One of a handful of companies leading a tech renaissance in Utah, Qualtrics is another unicorn that shows every sign of going public in 2017. The company hired a veteran Microsoft executive as COO last October and Qualtrics's chief executive has said that the startup already runs like a public company. Qualtrics was founded in 2002 by brothers Ryan and Jared Smith. In the beginning, it conducted Web-based surveys for universities. Today, the company's client list includes governments, top business schools, and half of the Fortune 100 companies. These customers use Qualtrics surveys to measure customer satisfaction and employee feedback, among other metrics. They rely on Qualtrics data analysis to turn the results into practical changes in marketing or operations. With deep pockets (Qualtrics has raised $220 million of venture funding), the company is growing quickly, expanding its business in recent years into Latin America and Asia.

9. Tipalti

In the past decade, there has been a proliferation of companies--whether e-commerce, affiliate, adtech, or otherwise--that need to pay a daunting number of suppliers or publishers every month.

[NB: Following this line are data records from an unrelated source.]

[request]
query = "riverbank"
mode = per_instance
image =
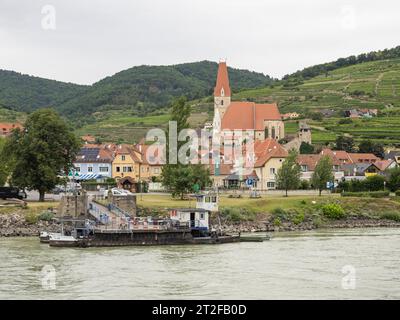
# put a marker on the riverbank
(266, 214)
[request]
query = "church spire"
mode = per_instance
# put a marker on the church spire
(222, 88)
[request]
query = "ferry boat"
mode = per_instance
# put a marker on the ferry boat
(184, 226)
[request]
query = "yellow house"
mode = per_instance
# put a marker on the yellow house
(126, 163)
(269, 156)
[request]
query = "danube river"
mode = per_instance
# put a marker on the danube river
(324, 264)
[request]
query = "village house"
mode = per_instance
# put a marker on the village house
(344, 164)
(6, 128)
(264, 119)
(358, 113)
(393, 155)
(94, 162)
(151, 166)
(308, 162)
(290, 115)
(126, 164)
(269, 156)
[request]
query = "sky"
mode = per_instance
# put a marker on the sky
(83, 41)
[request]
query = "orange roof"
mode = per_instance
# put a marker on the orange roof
(222, 81)
(88, 138)
(363, 157)
(224, 169)
(309, 160)
(337, 156)
(383, 164)
(267, 149)
(249, 115)
(130, 150)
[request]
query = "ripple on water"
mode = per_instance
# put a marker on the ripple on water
(301, 265)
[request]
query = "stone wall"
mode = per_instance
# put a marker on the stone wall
(126, 203)
(73, 205)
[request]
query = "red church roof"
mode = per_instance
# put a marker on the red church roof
(249, 115)
(222, 81)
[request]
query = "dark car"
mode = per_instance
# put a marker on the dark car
(11, 192)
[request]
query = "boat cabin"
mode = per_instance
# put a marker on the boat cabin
(207, 201)
(197, 219)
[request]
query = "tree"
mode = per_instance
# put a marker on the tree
(394, 179)
(374, 183)
(367, 146)
(4, 172)
(288, 176)
(306, 148)
(322, 174)
(180, 178)
(42, 152)
(345, 143)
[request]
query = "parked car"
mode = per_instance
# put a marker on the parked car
(117, 192)
(11, 192)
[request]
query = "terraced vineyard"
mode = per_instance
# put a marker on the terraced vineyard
(368, 85)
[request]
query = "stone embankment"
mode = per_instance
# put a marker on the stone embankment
(15, 225)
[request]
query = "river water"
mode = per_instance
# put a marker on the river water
(323, 264)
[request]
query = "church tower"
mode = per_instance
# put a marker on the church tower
(222, 95)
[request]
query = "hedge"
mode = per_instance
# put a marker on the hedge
(372, 194)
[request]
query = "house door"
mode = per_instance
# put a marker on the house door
(192, 219)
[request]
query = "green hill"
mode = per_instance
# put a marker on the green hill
(137, 92)
(374, 84)
(20, 92)
(144, 90)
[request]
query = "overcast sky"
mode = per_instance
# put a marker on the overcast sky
(83, 41)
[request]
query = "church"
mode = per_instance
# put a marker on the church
(264, 119)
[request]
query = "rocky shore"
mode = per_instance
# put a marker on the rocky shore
(15, 225)
(266, 226)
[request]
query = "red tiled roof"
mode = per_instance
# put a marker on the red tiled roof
(267, 149)
(363, 157)
(249, 115)
(382, 165)
(222, 81)
(309, 160)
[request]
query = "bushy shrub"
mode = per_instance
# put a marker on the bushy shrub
(46, 216)
(373, 194)
(395, 216)
(304, 185)
(333, 211)
(298, 218)
(277, 222)
(31, 218)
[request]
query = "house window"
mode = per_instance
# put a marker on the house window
(270, 185)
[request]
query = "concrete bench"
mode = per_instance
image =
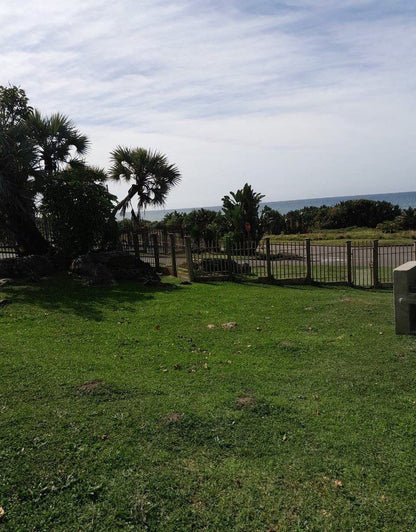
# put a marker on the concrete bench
(404, 288)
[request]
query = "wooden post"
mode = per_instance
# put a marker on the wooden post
(188, 250)
(376, 282)
(136, 245)
(308, 261)
(349, 263)
(156, 251)
(268, 263)
(229, 259)
(173, 254)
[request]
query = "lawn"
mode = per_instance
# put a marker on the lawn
(132, 408)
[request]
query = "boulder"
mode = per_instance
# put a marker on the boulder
(103, 268)
(31, 267)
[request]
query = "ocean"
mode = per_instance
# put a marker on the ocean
(402, 199)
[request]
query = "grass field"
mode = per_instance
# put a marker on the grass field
(120, 409)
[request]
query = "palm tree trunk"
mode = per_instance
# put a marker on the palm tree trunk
(29, 239)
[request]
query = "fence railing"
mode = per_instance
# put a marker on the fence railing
(363, 264)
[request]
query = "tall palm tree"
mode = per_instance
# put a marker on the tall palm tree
(241, 211)
(57, 141)
(152, 175)
(17, 211)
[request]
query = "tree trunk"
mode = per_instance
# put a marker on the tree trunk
(29, 239)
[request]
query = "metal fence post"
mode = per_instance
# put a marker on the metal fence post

At the same time, regulations (especially international ones) have become onerous. Enter Tipalti. Its payment automation software helps businesses make mass payments across the globe with ease and compliance. The software automates payments in almost any currency and manages regulatory requirements, such as withholding payments from people on international "Do Not Pay" blacklists. Tipalti claims its product reduces the time its customers spend on payments by up to 80 percent. And last year, the company rolled out technology that brings automation to the entire accounts payable lifecycle. Tipalti's quickly expanding customer base includes behemoths like Twitter and nimble startups like Visually. Last September, the company closed its most recent fundraising round, pulling in $14 million to drive new customer acquisition.

10. Vice Media

As print journalism slowly goes extinct, Vice has somehow beaten all the odds. It started as an alternative magazine in Canada in the '90s. Now it's one of the fastest growing media companies in the world. The transformation picked up steam in 2006, when Vice started producing short documentaries and video journalism tailored to its online Millennial audience. That enterprise gave way to Viceland, a cable channel and TV production outfit that is rolling out internationally this year. Although it all sounds like a pipe dream, big investors have been convinced by CEO and founder Shane Smith's vision and the company's performance. Media giants including Disney, 21st Century Fox, and A&E Networks have pumped hundreds of millions of dollars into Vice, pushing its valuation to more than $4 billion. Rumors have swirled about a possible IPO this year.